警視庁特殊部隊(SIT)の隊長だった瀬文焚流(せぶみたける)は、作戦行動中に部下を誤射した疑惑により、未詳事件特別対策係、通称『ミショウ』へと転属させられる。

『ミショウ』は捜査一課で手に負えないと言えば聞こえはいいが、相手にしたくないような事件を捜査するために公安部が設立した部署で、実質島流しのようなもの。

そこに配属されている野々村係長、変人女の当麻紗綾(とうまさや)とともに事件を解決していくうちに、大きな陰謀に巻き込まれていく。

シリアスなストーリーの中に突拍子もないシュールな演出をする堤作品の例にもれず、小ネタが意味不明過ぎる。
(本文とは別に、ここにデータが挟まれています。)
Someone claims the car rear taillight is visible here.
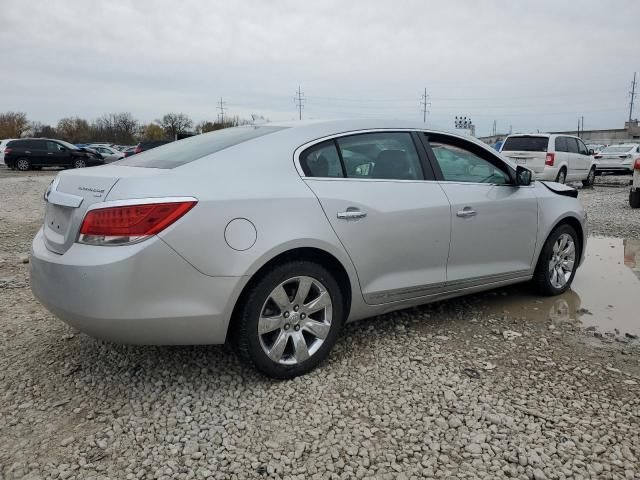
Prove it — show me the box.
[544,153,556,167]
[78,200,198,245]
他局を含めた刑事モノのパロディや、殺した相手の代わりにダルマを置いていく能力者はまだいい方。

ある人物が突然ロボット、しかも高性能なアンドロイドではなく、ポンコツロボットな感じになっていたりとかは世界観すらぶち壊しにしています。

そういうシュールな笑いを許せる人にはオススメですが、シリアスな作品を期待している人には勧められない作品。

主役の変人女の当麻紗綾には戸田エリカ、瀬文焚流には加瀬亮、他にも神木隆之介や城田優 、椎名桔平等が出演しています。

ちなみに続編撮影中ですが、どうやら映画らしい。『SPEC公式解体新書』の巻末に記載があるようです。